The Monastery of San Xulián de Samos (Galician: Mosteiro de San Xulián de Samos; Spanish: Monasterio de San Julián de Samos) is an active Benedictine monastery in Samos, Galicia, Spain. It was founded in the sixth century.

The monastery was the School of Theology and Philosophy. It is also an important stop on the Way of Saint James, a pilgrimage leading to the shrine of the apostle Saint James the Great.

==History==
The foundation is attributed to Martin of Braga. It is known to have been renovated by Saint Fructuoso in the seventh century. However, the first written mention of this event is from the year 665. An inscription on the walls of the cloister of the lodge says that the Bishop of Lugo Ermefredo rebuilt it. After this restoration it was abandoned before the Muslim invasion until the reconquest of King Fruela I of Asturias, which took place around 760. When, years later, he was assassinated, his widow and son, the future Alfonso II of Asturias, the Chaste, found refuge in the monastery. That earned the monastery royal protection, starting with the properties in a half-mile radius, which would encourage growth.

In the early tenth century, the bishop of Lugo, Don Ero, attempted to seize control and expelled the monks. The Counts Arias Menéndez and Gutierre Menéndez, children of Hermenegildo Menéndez, were required to repopulate the new monastery with monks. Thereafter there were good relations between the monastery and the Count's family.

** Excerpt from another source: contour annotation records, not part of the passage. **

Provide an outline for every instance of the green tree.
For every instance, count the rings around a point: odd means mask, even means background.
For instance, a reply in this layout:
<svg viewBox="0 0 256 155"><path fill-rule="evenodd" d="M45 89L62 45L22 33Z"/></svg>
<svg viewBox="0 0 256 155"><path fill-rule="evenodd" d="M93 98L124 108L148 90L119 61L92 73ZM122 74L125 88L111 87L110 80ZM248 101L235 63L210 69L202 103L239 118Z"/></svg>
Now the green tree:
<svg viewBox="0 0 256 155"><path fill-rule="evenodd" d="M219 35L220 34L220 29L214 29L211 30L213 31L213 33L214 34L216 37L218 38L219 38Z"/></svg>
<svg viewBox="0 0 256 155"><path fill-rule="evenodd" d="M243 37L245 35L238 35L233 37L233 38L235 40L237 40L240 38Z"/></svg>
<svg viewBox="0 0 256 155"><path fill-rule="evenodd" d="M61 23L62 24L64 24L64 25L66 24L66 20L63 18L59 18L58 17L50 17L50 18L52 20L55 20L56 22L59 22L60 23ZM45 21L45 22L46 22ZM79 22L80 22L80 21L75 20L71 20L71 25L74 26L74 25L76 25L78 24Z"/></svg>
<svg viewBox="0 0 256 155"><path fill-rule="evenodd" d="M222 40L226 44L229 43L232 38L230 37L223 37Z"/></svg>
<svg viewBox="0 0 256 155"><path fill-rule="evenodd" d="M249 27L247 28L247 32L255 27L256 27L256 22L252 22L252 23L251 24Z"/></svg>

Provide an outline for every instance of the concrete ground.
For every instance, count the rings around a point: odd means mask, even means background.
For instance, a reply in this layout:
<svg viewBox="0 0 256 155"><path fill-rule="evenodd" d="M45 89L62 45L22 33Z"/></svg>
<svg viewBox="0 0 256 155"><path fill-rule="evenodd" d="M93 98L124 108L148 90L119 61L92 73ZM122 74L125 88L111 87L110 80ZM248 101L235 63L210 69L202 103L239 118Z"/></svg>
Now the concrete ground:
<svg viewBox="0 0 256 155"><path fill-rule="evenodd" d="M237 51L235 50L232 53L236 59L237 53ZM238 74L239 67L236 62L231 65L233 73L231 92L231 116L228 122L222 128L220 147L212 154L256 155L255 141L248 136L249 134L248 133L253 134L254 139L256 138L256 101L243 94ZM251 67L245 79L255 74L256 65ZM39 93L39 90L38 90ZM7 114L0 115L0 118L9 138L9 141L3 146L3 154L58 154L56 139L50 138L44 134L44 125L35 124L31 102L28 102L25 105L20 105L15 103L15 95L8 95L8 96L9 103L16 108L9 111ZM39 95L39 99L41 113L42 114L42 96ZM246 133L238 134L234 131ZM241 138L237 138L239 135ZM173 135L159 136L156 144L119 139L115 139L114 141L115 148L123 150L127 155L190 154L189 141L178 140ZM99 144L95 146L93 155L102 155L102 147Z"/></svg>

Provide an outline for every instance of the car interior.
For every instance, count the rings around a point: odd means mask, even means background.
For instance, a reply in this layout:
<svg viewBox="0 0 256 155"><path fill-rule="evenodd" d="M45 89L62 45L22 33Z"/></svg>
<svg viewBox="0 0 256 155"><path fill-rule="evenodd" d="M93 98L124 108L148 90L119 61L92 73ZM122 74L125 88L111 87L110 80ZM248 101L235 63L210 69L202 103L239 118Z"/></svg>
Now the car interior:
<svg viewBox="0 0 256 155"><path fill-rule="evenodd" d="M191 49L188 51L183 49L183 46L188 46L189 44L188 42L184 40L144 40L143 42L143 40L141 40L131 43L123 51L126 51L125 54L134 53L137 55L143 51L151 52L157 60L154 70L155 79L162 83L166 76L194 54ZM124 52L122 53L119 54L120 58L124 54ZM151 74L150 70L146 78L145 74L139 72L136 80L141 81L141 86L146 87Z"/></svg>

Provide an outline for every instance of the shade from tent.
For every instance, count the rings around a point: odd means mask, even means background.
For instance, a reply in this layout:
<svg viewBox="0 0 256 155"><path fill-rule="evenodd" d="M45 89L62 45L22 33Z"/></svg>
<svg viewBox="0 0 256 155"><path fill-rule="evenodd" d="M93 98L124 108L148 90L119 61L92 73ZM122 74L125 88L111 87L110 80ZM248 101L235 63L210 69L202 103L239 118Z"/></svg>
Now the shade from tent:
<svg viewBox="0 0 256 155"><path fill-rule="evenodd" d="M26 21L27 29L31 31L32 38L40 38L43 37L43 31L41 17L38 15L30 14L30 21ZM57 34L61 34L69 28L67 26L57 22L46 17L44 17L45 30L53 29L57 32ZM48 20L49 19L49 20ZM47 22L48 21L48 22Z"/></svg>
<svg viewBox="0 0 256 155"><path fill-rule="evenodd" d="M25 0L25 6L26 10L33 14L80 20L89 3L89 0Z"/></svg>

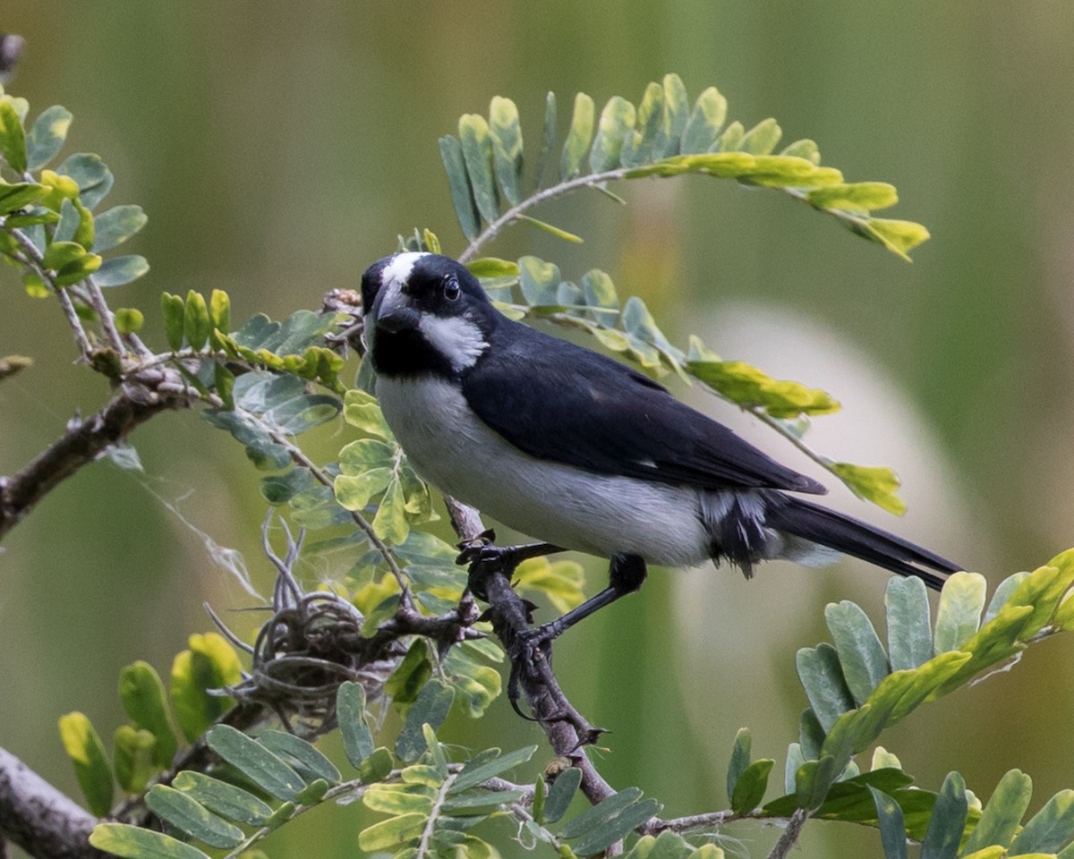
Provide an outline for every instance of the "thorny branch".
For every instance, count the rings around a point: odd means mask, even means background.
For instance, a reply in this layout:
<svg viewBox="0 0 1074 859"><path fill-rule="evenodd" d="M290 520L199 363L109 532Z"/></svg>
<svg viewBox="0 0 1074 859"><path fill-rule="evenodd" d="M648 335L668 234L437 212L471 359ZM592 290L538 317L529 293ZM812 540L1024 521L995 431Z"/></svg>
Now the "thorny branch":
<svg viewBox="0 0 1074 859"><path fill-rule="evenodd" d="M104 859L105 854L89 846L97 824L93 815L0 748L0 840L31 856Z"/></svg>

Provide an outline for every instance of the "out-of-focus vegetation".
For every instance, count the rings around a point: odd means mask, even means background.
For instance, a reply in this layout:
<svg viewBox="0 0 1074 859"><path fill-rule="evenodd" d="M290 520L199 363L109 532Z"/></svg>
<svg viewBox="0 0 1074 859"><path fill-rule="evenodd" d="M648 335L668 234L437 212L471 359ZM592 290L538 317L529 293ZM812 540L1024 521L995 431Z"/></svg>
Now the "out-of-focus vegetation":
<svg viewBox="0 0 1074 859"><path fill-rule="evenodd" d="M578 272L607 268L669 335L678 319L725 358L839 397L844 411L817 421L832 434L826 450L891 465L905 483L906 516L875 521L993 584L1072 542L1074 116L1063 94L1074 79L1074 10L1036 0L629 3L614 14L568 3L13 0L0 26L27 39L18 92L70 107L79 147L99 148L119 176L112 201L150 215L132 244L154 270L115 304L137 304L139 290L223 288L237 319L256 309L284 317L326 289L357 286L410 225L461 251L436 140L494 94L539 116L548 89L637 98L672 69L692 91L716 83L748 123L778 116L788 137L817 140L847 178L898 185L933 236L914 264L831 235L825 219L769 194L701 180L622 189L625 208L596 194L555 204L556 223L584 225L587 241L555 244L554 256ZM550 257L554 242L514 229L495 251ZM17 280L8 292L0 352L38 355L39 338L70 336ZM97 405L84 372L52 353L0 385L0 474L59 435L72 403ZM816 365L803 368L803 353ZM794 462L789 446L748 431ZM207 540L241 550L256 577L270 578L259 476L234 446L182 413L133 441L147 477L95 465L0 556L3 744L72 789L57 717L77 709L117 723L120 666L165 666L207 627L203 599L218 609L244 601ZM591 579L603 574L590 566ZM824 637L824 603L877 606L883 580L851 562L772 565L750 583L727 570L654 574L642 595L558 645L564 666L584 666L561 678L576 703L614 729L604 772L644 785L665 814L720 807L737 728L750 724L765 749L793 733L804 702L787 655ZM799 626L802 616L816 626ZM575 659L582 649L592 657ZM903 766L934 787L957 768L986 794L1015 766L1033 776L1036 797L1070 786L1074 698L1062 679L1072 655L1059 639L1017 671L960 691L961 707L931 704L894 730ZM496 707L475 745L493 730L505 747L539 741ZM1010 736L1017 749L998 739ZM308 847L316 830L319 855L351 855L358 824L346 810L333 817L299 821L280 841ZM826 838L818 827L806 847L860 848L855 834Z"/></svg>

In the same century it was reoccupied at the behest of King Ordoño II of León. From 960 the community lived under the rule of St. Benedict, but in the twelfth century the Cluniac reform joined with Bishop Don Juan. The monastery of Samos enjoyed great importance during the Middle Ages, which is reflected by its two hundred villas and five hundred sites. In 1558, already incorporated into the Royal San Benito of Valladolid, the monastery suffered a fire that forced its complete rebuilding. The community was dispossessed in 1836, with the confiscation of Mendizabal, but the Benedictine monks returned in 1880.

It suffered another fire in 1951, after which it had to be rebuilt again.

==Description==

There are several architectural styles: late Gothic, Renaissance and Baroque.